Banyak sektor penyumbang retribusi yang diharapkan Sutiaji bisa mendongkrak pendapatan. Mulai dari parkir tepi jalan hingga persetujuan bangunan dan gedung (PBG). Pemilik kursi N1 itu juga memelototi pendapatan retribusi parkir yang belum bisa memenuhi target. Padahal potensi retribusi parkir untuk tepi jalan bisa lebih di angka Rp 10 miliar.
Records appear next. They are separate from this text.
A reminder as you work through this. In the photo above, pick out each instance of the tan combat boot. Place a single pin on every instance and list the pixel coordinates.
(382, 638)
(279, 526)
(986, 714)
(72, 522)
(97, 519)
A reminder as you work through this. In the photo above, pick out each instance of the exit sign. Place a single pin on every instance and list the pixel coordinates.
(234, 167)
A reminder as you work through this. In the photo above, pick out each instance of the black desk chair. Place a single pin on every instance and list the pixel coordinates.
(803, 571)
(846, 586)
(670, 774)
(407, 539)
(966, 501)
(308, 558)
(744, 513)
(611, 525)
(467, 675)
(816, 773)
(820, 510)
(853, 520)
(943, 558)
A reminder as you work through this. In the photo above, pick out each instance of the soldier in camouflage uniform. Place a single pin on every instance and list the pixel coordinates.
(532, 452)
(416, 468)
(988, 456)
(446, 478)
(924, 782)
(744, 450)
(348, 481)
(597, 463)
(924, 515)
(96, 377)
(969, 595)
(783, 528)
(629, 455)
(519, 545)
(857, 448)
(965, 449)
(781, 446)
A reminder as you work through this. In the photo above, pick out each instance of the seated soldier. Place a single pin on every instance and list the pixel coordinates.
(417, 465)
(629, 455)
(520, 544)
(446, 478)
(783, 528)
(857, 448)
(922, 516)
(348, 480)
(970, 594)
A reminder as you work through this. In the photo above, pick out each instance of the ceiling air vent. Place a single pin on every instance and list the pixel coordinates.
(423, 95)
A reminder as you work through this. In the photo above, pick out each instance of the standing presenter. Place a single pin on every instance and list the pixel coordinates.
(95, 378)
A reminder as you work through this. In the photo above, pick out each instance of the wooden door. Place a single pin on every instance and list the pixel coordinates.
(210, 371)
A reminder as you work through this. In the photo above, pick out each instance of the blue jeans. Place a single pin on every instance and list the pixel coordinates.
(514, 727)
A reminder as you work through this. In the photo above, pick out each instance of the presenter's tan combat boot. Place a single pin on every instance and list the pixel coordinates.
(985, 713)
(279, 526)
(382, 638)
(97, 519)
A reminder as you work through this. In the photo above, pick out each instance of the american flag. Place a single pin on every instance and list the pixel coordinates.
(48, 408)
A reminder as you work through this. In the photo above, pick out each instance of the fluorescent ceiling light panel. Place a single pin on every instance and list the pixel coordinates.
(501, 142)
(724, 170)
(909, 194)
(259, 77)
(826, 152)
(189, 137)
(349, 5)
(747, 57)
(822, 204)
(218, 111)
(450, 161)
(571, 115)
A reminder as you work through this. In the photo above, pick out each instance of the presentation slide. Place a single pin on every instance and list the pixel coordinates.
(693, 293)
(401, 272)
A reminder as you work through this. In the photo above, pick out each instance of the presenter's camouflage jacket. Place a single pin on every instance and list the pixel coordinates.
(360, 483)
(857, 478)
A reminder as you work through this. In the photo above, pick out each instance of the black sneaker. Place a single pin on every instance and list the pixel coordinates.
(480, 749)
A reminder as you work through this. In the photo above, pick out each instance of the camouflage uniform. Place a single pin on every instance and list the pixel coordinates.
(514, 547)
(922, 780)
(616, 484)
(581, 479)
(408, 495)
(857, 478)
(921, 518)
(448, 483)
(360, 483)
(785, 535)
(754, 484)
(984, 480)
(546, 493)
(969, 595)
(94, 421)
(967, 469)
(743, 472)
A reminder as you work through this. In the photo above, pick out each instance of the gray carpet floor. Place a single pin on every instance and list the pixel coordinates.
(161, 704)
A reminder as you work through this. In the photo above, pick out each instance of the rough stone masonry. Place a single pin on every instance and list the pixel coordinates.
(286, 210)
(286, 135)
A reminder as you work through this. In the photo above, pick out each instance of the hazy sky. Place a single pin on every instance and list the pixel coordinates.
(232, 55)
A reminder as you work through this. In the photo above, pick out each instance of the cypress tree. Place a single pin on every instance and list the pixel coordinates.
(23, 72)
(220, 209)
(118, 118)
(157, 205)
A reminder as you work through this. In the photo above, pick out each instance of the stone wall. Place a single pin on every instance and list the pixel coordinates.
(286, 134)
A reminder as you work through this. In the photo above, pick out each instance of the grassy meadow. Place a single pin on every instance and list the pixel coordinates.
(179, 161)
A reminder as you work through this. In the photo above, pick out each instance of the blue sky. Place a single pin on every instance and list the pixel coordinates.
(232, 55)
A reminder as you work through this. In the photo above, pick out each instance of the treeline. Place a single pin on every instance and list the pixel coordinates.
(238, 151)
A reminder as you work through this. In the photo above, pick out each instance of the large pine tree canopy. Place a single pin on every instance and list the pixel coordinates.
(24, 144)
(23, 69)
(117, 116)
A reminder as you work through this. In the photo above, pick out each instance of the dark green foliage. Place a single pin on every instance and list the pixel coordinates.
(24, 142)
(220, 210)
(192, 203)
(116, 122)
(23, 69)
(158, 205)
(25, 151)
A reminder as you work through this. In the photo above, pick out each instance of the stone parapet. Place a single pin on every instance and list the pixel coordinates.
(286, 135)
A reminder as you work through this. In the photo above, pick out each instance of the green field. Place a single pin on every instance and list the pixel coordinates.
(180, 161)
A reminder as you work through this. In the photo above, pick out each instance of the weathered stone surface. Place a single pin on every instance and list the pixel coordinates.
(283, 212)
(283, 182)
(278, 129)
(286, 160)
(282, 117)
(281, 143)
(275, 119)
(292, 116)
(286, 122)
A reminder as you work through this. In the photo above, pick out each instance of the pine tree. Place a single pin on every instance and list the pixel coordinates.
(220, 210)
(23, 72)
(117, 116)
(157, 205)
Begitu juga dengan PBG, tahun ini menjadi masa peralihan dari sebelumnya yang masih menggunakan izin mendirikan bangunan (IMB). Peraturan daerah (perda) yang sudah di-dok setidaknya bisa meningkatkan pendapatan retribusi. Pada tahun ini saja, retribusi PBG ditarget pemkot bisa terealisasi sebesar Rp 15 miliar.

Menanggapi hal itu, Ketua Komisi B DPRD Kota Malang Trio Agus Purwono membenarkan realisasi pendapatan retribusi daerah hingga bulan ke delapan masih seret. Bahkan perolehan pendapatan retribusi bisa dibilang jauh panggang dari api.

“Seharusnya bisa di angka 50 persen ke atas saat ini, tapi ya mau bagaimana lagi ada saja kendalanya,” tegas Trio.

Trio hanya bisa meminta pendapatan retribusi daerah bisa sesuai target. Sebab sektor PAD menurutnya ke depan jadi tumpuan pembiayaan belanja. Dana transfer pusat yang mengalami penurunan dari tahun ke tahun harus disiasati.